Jock Salter

Personal information
- Full name: John MacGregor Salter
- Date of birth: 3 August 1898
- Place of birth: Bitterne, Southampton, England
- Date of death: 21 June 1982 (aged 83)
- Place of death: Bitterne, Southampton, England
- Position(s): Inside left

Senior career*
- Years: Team / Apps / (Gls)
- Bitterne Sports
- 1923–1924: Southampton / 1 / (0)
- 1924–1925: Thornycrofts
- 1925: Civil Service, Southampton

= Jock Salter =

Anglo-Scottish footballer

John MacGregor Salter (3 August 1898 – 21 June 1982) was an Anglo-Scottish professional footballer who made one Football League appearance as an inside forward for Southampton in 1923.

==Football career==
Salter was born in Bitterne, Southampton and was enlisted in the British Army during the First World War.
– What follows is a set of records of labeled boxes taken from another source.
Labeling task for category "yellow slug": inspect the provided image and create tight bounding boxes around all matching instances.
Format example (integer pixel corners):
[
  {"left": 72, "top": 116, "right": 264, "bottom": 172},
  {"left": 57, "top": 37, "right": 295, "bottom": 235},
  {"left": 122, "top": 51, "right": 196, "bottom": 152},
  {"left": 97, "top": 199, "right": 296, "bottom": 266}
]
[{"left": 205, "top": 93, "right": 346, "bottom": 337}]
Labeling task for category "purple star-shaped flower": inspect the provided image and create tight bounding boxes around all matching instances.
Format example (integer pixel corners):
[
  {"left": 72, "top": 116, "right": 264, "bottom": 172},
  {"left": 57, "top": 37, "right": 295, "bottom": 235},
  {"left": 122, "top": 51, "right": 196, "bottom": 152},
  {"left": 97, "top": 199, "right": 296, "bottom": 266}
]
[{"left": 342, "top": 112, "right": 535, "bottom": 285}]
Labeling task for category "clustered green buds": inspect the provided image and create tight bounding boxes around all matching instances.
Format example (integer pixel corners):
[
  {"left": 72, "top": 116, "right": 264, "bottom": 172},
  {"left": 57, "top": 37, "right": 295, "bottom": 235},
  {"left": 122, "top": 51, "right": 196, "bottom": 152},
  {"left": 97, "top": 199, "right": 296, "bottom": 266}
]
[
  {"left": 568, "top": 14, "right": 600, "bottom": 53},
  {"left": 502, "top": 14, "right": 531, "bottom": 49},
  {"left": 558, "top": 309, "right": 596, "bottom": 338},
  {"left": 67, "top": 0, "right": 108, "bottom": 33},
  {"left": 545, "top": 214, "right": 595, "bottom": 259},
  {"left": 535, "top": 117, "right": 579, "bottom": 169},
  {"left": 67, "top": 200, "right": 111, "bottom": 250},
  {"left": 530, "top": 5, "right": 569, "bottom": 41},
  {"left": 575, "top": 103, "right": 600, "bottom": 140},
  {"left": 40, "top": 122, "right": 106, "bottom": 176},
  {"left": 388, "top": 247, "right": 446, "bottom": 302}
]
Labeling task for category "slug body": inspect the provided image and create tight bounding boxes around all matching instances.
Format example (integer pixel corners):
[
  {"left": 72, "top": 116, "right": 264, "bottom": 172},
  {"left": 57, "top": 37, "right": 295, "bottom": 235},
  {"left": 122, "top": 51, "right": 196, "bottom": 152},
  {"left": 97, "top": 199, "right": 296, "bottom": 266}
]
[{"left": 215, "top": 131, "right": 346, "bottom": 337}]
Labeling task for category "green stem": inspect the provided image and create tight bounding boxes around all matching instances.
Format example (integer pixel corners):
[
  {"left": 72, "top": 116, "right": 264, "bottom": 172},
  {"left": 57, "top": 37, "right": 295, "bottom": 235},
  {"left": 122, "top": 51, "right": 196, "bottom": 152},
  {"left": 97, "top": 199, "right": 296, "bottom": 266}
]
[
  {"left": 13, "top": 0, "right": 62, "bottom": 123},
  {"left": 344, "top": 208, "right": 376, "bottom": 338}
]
During the war he suffered from gas poisoning and never made a full recovery, finding regular daily training exhausting.

Having played local football with Bitterne Sports, he was signed by Southampton of the Football League Second Division in October 1923. He made his debut when he replaced Henry Johnson as inside left for the match at Fulham on 10 November 1923. The match ended in a 3–2 defeat and Salter was replaced by Len Andrews for the next match.

With only the one first-team appearance to his name, Salter was released in the summer of 1924 and took up employment with Thornycroft shipbuilders at Woolston.